Members of the so-called freeter (freelance worker) and NEET (not currently engaged in employment, education or training) generation have stimulated a sudden and dramatic reinforcement of the ageing core of the minor party, which has gained more than 10,000 members in the past year.

JCP chairman Kazuo Shii, who helped the groundswell movement with a tough-talking parliamentary speech that became a YouTube hit, confidently expects another 20,000 recruits in the next year.

That is a dramatic turnaround for the JCP, which has been a political pariah for almost two decades. In 1990 the party had 500,000 members but by 2000 that number had dropped by almost a quarter. Over the following five years, its share of the general vote dwindled from 11.3% to 7.3%.

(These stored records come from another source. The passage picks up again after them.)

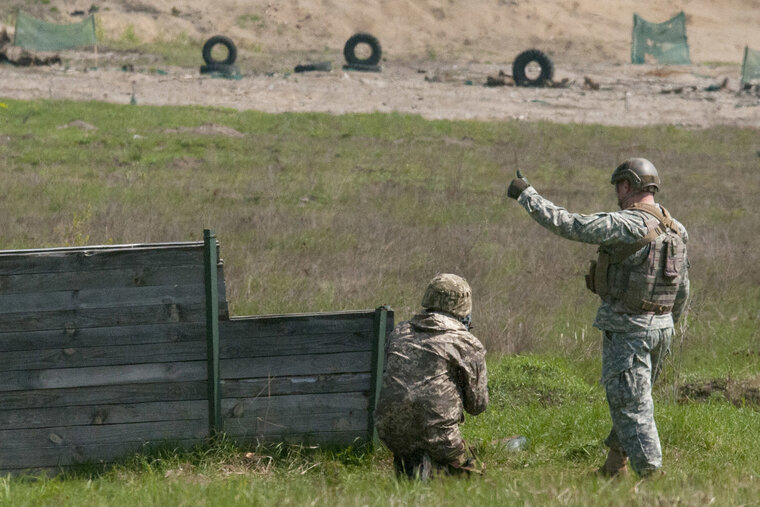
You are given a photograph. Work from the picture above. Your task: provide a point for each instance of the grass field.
(317, 212)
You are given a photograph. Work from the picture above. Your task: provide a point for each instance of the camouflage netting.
(751, 66)
(663, 42)
(38, 35)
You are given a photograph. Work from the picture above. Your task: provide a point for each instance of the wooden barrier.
(108, 349)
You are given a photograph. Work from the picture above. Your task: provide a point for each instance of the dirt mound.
(207, 129)
(476, 30)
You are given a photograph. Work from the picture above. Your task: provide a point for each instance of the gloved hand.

So great is the revival of interest in the JCP now, however, that the main opposition party, the centre-left Minshuto, believes it can help topple the troubled LDP Government in a general election widely tipped for November.

"Many struggling young people are tired of the way Japan is heading," Mr Shii said. "This year they have become attracted to our party as they see their plight reflected in Kanikosen," a reference to a seminal Japanese novel about proletarian life that has recently returned to the bestseller list.

Kanikosen (The Crab Cannery Ship), written in 1929 by Marxist author Takiji Kobayashi, tells the story of a group of workers on a factory ship bound for Russian waters. "We're going to hell!" one of them famously says as they set out on their brutal mission, during which they are assaulted and exploited by their employers.

Kobayashi was tortured to death by Japan's special police four years after his classic was published. In 1953 the book was released in paperback and has subsequently sold about 5000 copies a year. But since January, when it was cited in major newspaper Mainichi Shimbun by right-wing punk-singer-cum-writer Karin Amemiya, it has sold 500,000 copies.

Publishing company Shinchosha says the book is especially popular with the legion of young workers who struggle to survive on low-paying and infrequent part-time shifts, while drifting between internet cafes and makeshift accommodation.

The proportion of Japan's workforce categorised as part-time has increased from 38% in 2001 to 44% at the start of this year.

The number of Japanese earning less than 2 million yen ($A22,000) a year, meanwhile, has climbed to 10 million.

But some veteran JCP members are sceptical about the faddish interest in their party. As one 60-year-old told the media: "I wonder if those who became members because they identify with a book will actually take an interest in party activities and vote in elections."